I'm using it because: -I need 64 bit integer ops
- I need performance increase due to 1 Mb L2 and much bigger register count than in x86
- I need better scalability than with Athlon MP.
Current Athlon MP offerings are pale compared to Opteron.
With Athlon MP, there is some performance penalty to be paid when going SMP, due to different factors.
One is pure frequency of available CPUs, other is sharing of the bus bandwidth between two CPUs, yet another is relatively old chipsets for SMP Athlon MP systems, compared to uni CPU Athlon boards...
Besides that, poor old Athlon can't even begin to compete with Opteron regarding bus bandwith. Even more, Opteron needs memory bus only for memory comunication. Everything else goes through HT ports, while old AThlon has to scram it all through one bus.

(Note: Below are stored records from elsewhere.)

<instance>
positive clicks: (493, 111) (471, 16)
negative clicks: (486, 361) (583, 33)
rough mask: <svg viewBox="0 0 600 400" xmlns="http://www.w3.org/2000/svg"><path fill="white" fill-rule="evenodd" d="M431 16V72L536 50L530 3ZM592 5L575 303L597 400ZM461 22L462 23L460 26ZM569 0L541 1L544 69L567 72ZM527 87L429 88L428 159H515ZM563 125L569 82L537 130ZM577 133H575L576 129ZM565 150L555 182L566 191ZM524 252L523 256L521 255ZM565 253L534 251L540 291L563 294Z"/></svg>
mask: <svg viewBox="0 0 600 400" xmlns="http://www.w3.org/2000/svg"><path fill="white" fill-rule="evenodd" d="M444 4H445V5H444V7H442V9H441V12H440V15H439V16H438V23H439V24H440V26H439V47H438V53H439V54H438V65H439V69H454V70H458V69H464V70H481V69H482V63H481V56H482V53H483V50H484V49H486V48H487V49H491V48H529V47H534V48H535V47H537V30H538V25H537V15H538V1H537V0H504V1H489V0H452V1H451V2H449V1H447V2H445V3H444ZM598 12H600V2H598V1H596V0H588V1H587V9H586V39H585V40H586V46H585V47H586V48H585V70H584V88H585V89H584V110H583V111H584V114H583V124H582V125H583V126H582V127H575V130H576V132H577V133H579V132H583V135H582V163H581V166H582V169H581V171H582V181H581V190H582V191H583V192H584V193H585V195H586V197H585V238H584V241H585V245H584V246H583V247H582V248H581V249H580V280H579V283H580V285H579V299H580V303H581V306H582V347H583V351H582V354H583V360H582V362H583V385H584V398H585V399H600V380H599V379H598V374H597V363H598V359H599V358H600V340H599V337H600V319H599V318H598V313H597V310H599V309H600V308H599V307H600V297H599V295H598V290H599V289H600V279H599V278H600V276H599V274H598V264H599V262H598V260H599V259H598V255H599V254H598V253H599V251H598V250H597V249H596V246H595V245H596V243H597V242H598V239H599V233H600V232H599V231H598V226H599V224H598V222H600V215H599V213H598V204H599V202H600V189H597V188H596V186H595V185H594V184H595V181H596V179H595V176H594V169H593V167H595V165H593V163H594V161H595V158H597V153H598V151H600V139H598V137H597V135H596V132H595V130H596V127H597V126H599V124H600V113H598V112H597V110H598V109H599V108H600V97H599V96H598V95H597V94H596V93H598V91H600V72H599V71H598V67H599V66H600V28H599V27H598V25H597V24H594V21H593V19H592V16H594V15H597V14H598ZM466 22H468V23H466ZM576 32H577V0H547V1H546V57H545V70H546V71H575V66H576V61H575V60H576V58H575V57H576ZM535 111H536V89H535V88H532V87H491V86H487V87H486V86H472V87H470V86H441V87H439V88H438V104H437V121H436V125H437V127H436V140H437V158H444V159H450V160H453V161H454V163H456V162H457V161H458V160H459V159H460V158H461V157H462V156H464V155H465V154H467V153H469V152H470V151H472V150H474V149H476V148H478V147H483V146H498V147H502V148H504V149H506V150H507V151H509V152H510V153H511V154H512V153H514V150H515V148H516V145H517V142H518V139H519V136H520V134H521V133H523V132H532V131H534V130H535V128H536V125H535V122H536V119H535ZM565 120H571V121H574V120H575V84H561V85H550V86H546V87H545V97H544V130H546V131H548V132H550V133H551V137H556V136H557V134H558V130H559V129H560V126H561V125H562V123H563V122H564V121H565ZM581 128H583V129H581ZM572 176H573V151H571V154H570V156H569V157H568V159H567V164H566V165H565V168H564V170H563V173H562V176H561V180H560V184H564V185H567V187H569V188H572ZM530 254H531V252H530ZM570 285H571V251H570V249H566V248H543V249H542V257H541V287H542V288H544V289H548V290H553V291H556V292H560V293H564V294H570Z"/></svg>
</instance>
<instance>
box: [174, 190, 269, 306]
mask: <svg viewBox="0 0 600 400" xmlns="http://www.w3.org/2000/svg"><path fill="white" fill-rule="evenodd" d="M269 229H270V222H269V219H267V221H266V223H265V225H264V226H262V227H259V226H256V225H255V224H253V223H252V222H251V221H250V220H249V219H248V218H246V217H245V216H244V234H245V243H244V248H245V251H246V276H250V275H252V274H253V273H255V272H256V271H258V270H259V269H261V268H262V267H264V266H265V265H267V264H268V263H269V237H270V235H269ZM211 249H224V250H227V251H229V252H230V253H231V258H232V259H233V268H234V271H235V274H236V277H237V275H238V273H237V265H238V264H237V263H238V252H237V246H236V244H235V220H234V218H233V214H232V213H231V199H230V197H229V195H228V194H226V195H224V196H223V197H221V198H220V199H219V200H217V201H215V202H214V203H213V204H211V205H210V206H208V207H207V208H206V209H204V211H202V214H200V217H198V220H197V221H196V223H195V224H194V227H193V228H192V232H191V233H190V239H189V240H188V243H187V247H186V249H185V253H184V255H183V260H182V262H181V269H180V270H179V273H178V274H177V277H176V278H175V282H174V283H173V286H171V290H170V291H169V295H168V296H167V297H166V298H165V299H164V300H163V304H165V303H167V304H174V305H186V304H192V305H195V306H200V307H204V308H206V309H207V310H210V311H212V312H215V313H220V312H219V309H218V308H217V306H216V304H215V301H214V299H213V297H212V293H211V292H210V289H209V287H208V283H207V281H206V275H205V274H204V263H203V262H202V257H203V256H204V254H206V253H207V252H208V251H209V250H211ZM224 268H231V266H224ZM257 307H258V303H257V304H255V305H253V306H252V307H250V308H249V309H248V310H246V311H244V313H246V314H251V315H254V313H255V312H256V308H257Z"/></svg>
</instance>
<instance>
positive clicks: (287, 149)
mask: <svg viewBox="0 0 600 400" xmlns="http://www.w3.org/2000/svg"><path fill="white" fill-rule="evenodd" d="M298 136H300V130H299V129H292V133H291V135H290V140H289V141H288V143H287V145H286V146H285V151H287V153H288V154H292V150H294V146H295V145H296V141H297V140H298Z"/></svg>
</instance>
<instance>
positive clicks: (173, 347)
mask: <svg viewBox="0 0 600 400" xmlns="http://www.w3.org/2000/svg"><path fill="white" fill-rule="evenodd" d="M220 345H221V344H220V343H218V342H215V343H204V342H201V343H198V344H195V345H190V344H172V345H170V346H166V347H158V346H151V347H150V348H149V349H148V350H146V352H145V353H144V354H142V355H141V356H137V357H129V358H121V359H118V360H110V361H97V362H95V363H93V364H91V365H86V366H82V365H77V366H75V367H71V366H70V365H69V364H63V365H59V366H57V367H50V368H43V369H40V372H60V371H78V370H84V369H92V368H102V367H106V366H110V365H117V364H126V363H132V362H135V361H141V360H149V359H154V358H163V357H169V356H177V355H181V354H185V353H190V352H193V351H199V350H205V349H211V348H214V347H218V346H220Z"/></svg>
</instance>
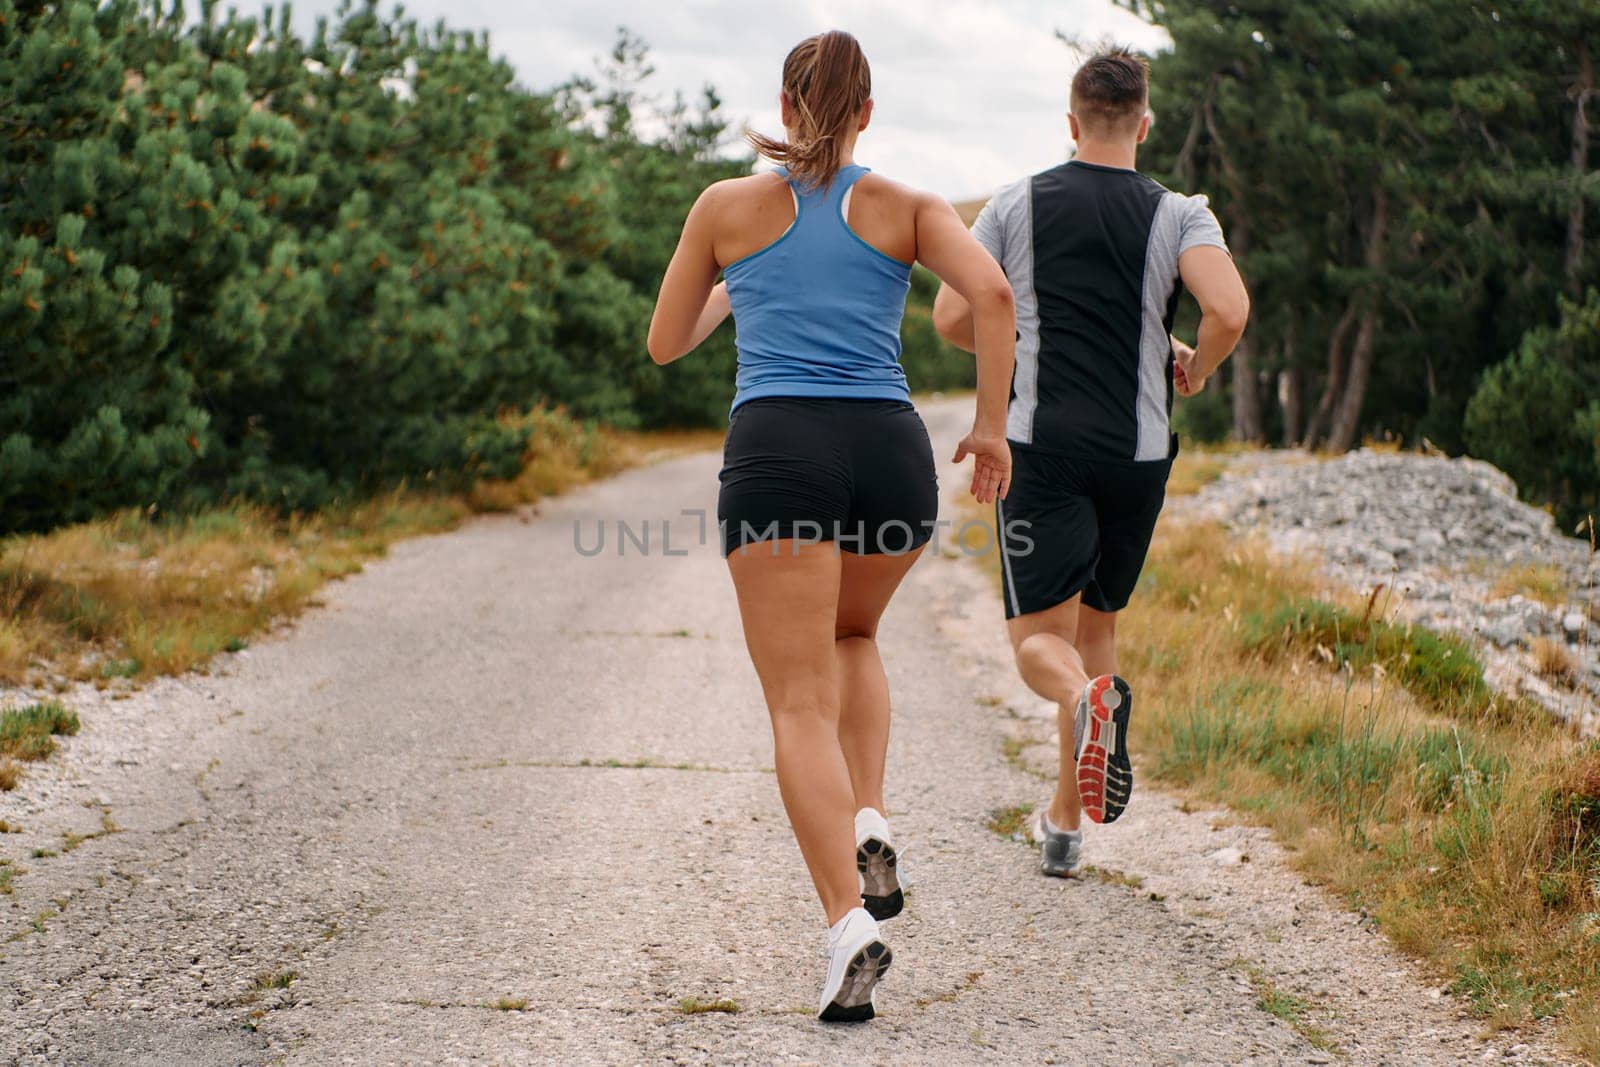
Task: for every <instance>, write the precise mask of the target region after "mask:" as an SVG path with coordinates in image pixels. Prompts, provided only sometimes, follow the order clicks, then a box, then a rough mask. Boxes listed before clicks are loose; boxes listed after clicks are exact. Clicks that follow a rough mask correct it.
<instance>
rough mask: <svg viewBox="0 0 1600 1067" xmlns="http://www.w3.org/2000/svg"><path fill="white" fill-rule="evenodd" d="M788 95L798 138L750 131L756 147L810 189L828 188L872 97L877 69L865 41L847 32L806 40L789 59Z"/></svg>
mask: <svg viewBox="0 0 1600 1067" xmlns="http://www.w3.org/2000/svg"><path fill="white" fill-rule="evenodd" d="M784 94H786V96H789V104H790V107H794V112H795V136H794V139H792V141H778V139H776V138H768V136H766V134H762V133H755V131H754V130H752V131H749V133H746V139H747V141H749V142H750V146H752V147H754V149H755V150H757V152H760V154H762V155H765V157H766V158H770V160H773V162H774V163H781V165H782V166H786V168H787V170H789V174H790V176H792V178H795V179H797V181H800V182H802V184H805V186H827V184H829V182H830V181H834V174H837V173H838V166H840V157H842V155H843V152H845V139H846V138H848V136H850V123H851V122H854V118H856V115H859V114H861V109H862V107H866V104H867V101H869V99H870V98H872V69H870V67H869V66H867V56H866V54H864V53H862V51H861V43H859V42H858V40H856V38H854V37H851V35H850V34H846V32H843V30H829V32H826V34H818V35H816V37H806V38H805V40H803V42H800V43H798V45H795V46H794V50H792V51H790V53H789V58H787V59H784Z"/></svg>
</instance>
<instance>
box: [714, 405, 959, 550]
mask: <svg viewBox="0 0 1600 1067" xmlns="http://www.w3.org/2000/svg"><path fill="white" fill-rule="evenodd" d="M718 477H720V480H722V493H720V494H718V496H717V520H718V523H720V526H722V552H723V555H731V553H733V552H736V550H739V549H741V547H746V550H750V552H754V549H750V547H749V545H752V544H755V542H762V541H776V539H786V537H794V539H800V541H834V542H837V545H835V547H837V549H838V550H840V552H854V553H858V555H877V553H890V555H898V553H904V552H910V550H912V549H918V547H922V545H923V544H926V542H928V539H930V537H933V523H934V520H936V518H938V512H939V478H938V474H936V472H934V467H933V445H931V443H930V442H928V430H926V429H925V427H923V424H922V418H920V416H918V414H917V410H915V408H912V406H910V405H909V403H906V402H904V400H842V398H810V397H765V398H757V400H747V402H746V403H742V405H739V406H738V408H736V410H734V413H733V418H731V419H730V421H728V440H726V443H725V445H723V453H722V474H720V475H718Z"/></svg>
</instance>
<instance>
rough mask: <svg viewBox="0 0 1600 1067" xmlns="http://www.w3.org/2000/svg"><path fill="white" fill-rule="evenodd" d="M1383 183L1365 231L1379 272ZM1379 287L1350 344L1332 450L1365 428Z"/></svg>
mask: <svg viewBox="0 0 1600 1067" xmlns="http://www.w3.org/2000/svg"><path fill="white" fill-rule="evenodd" d="M1381 182H1382V178H1381V176H1379V184H1378V186H1376V187H1374V189H1373V221H1371V224H1370V229H1368V230H1366V269H1368V270H1370V272H1376V270H1378V267H1379V266H1381V264H1382V256H1384V237H1386V235H1387V230H1389V195H1387V192H1386V190H1384V187H1382V184H1381ZM1376 288H1378V286H1376V285H1373V283H1371V282H1368V293H1366V299H1365V301H1363V302H1365V304H1366V309H1365V310H1363V312H1362V325H1360V328H1358V330H1357V331H1355V344H1354V346H1350V371H1349V374H1347V376H1346V382H1344V395H1342V397H1341V398H1339V410H1338V411H1336V413H1334V418H1333V427H1331V429H1330V430H1328V450H1330V451H1336V453H1347V451H1350V448H1352V446H1354V445H1355V440H1357V437H1358V435H1360V430H1362V405H1363V403H1366V382H1368V381H1370V379H1371V376H1373V354H1374V350H1376V341H1378V293H1376Z"/></svg>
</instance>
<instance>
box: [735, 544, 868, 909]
mask: <svg viewBox="0 0 1600 1067" xmlns="http://www.w3.org/2000/svg"><path fill="white" fill-rule="evenodd" d="M728 569H730V571H731V573H733V585H734V590H736V592H738V595H739V616H741V617H742V621H744V641H746V645H747V646H749V649H750V661H752V662H754V664H755V673H757V675H758V677H760V680H762V691H763V693H765V694H766V710H768V713H770V715H771V720H773V749H774V766H776V769H778V790H779V793H782V798H784V809H786V811H787V813H789V824H790V825H792V827H794V832H795V840H797V841H798V843H800V854H802V856H803V857H805V862H806V867H808V869H810V872H811V881H813V883H814V885H816V893H818V896H819V897H821V899H822V910H826V912H827V921H829V925H830V926H832V925H834V923H837V921H838V920H842V918H843V917H845V915H846V913H848V912H850V910H851V909H856V907H861V886H859V883H858V881H856V838H854V814H856V805H854V793H853V792H851V785H850V771H848V768H846V765H845V755H843V752H842V750H840V745H838V664H837V654H835V649H834V637H835V619H837V613H838V589H840V569H842V565H840V555H838V553H837V552H835V547H834V545H832V544H827V542H822V544H808V542H795V541H776V542H765V544H752V545H747V547H746V550H742V552H738V550H736V552H734V553H733V555H730V557H728Z"/></svg>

So, even though I only use 2 Gb per system at the moment, 64 bit architecture shows real speed advantage. After prices of RAM fall a bit, I'l probably go to 4 or 8 Gb and/or faster Opteron, but neither is criticall at the moment.
I can certainly wait a year or two with that...
I have recently built up a system based on an opteron processor in a dual processor configuration. I had more problems than i had ever had with other systems initially. However once I upgraded hardware bios's and other things like that it became a good task. Ive since replaced several systems with opterons and all is working well and stable.. note these are servers and have no X.. DB servers and Web / Mail servers. The increased performance is noticable over the last hardware that wasnt that old as well (Dell PE-2650 Dual XEON's 2400mhz etc).
Where exactly did you get this figure of 40%?
Correct me if I am wrong, but 40% of all applications on Windows translates to a few hundred thousand apps.